Newspapers, Magazines Plan Apps for the Samsung Galaxy, Hedging on iPad
By RUSSELL ADAMS And JESSICA E. VASCELLARO
Several major news organizations are lining up behind a new tablet device from Samsung Electronics Co. built on Google Inc. software, in order to broaden mobile readership beyond owners of Apple Inc. popular iPad.
New York Times Co. and News Corp.’s Wall Street Journal will offer software applications for Samsung’s Galaxy Tab, which goes on sale later this year, according to people familiar with the matter. Gannett Co.’s USA Today also is developing a software application, the publisher said.
Several major news organizations are lining up behind a new tablet device from Samsung Electronics Co. built on Google Inc. software, in order to broaden mobile readership beyond owners of Apple Inc. popular iPad. Jessica Vascellaro reports.
The device, announced in September, is one of the most highly anticipated tablet launches since the iPad in part because it is built on Google’s Android operating system, which is expected to power a wave of new tablets. Publishers are hoping that the applications they are building for the Galaxy can be easily adapted to other forthcoming Android devices, say people familiar with the matter.
With a seven-inch screen, the Galaxy tablet is smaller than the iPad. Samsung has announced deals with Verizon Wireless, Sprint Nextel Corp., T-Mobile USA and AT&T Inc. to distribute it in the U.S. Verizon Wireless is a joint venture of Verizon Communications Inc. and Vodafone PLC.
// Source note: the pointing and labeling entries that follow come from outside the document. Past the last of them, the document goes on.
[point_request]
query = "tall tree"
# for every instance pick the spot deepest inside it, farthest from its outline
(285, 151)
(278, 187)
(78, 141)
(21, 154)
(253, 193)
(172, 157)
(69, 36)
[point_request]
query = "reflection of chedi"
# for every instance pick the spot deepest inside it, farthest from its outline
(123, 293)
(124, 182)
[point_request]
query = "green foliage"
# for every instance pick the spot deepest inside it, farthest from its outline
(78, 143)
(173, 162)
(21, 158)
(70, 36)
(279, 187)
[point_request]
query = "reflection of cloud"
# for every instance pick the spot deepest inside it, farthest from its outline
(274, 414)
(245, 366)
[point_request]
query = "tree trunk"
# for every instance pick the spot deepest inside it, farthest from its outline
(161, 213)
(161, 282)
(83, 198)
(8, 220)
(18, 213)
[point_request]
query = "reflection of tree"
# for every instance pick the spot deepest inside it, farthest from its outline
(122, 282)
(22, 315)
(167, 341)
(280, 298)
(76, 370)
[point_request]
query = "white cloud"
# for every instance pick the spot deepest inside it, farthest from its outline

Publishers are stepping up their talks with a range of tablet makers, hoping to help their content stand out in what’s expected to be an increasingly crowded field. Journal owner News Corp. is in discussions with Research in Motion Ltd. on a range of possible partnerships for RIM’s forthcoming tablet, including discounted access to various News Corp. properties including the Journal, according to people familiar with the matter.
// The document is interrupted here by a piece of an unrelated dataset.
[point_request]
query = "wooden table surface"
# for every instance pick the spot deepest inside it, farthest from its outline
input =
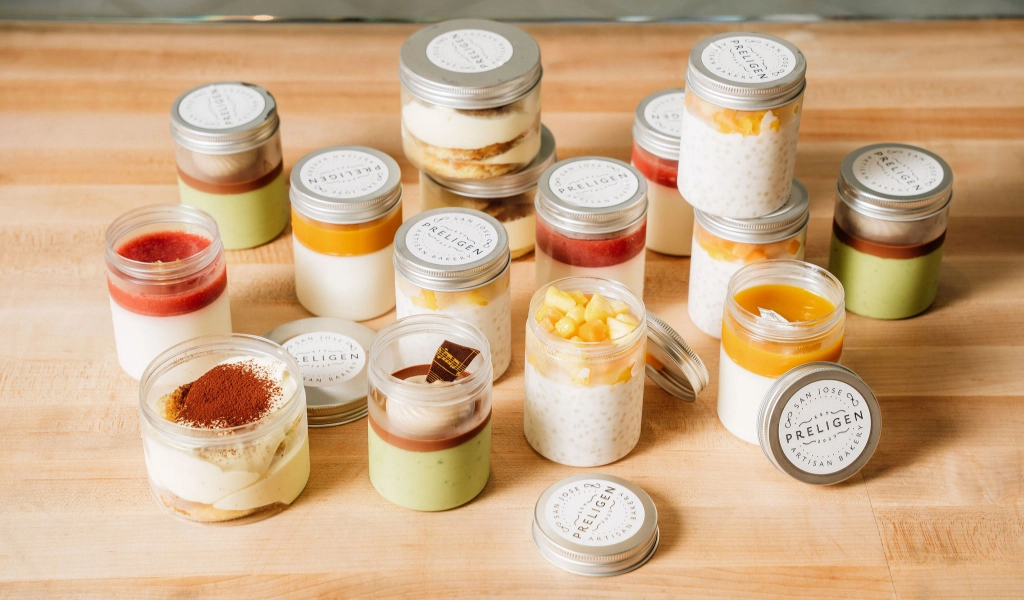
(937, 513)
Executives from Pearson PLC’s Financial Times said they are in talks with tablet makers about similar arrangements.
The RIM tablet, called the PlayBook, will be preloaded with the Kobo e-book reader, and will feature content and services from a range of other partners, such as Amazon.com Inc., when it goes on sale next year, people familiar with RIM’s plans say.
RIM declined to comment on plans for the PlayBook. Amazon.com said it will release a Kindle e-book reader application for the PlayBook, but declined to comment on any other plans.
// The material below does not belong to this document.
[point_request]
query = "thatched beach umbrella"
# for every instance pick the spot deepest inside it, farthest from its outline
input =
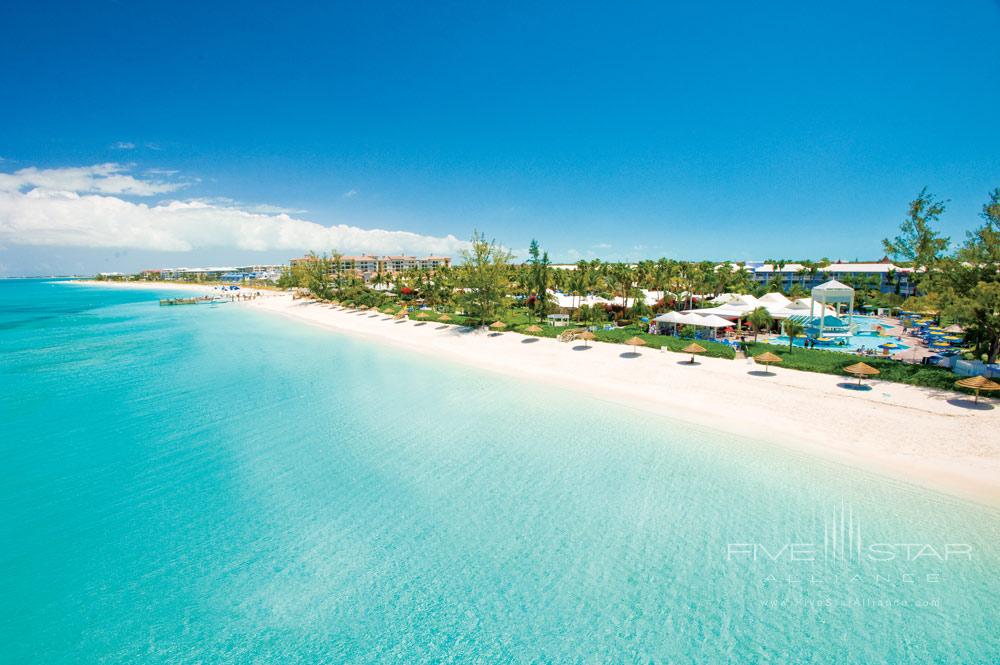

Publishers see such alliances as critical to preserving and increasing their audiences as readers migrate to digital devices, where there are more options than ever for news and entertainment.
At the same time, tablet makers such as Samsung and RIM are looking to distinguish themselves from Apple, which shot out to a huge lead in the tablet market with the April launch of the iPad. In some cases, device makers are talking about advertising their devices in certain publications, in exchange for publishers agreeing to build an application for them.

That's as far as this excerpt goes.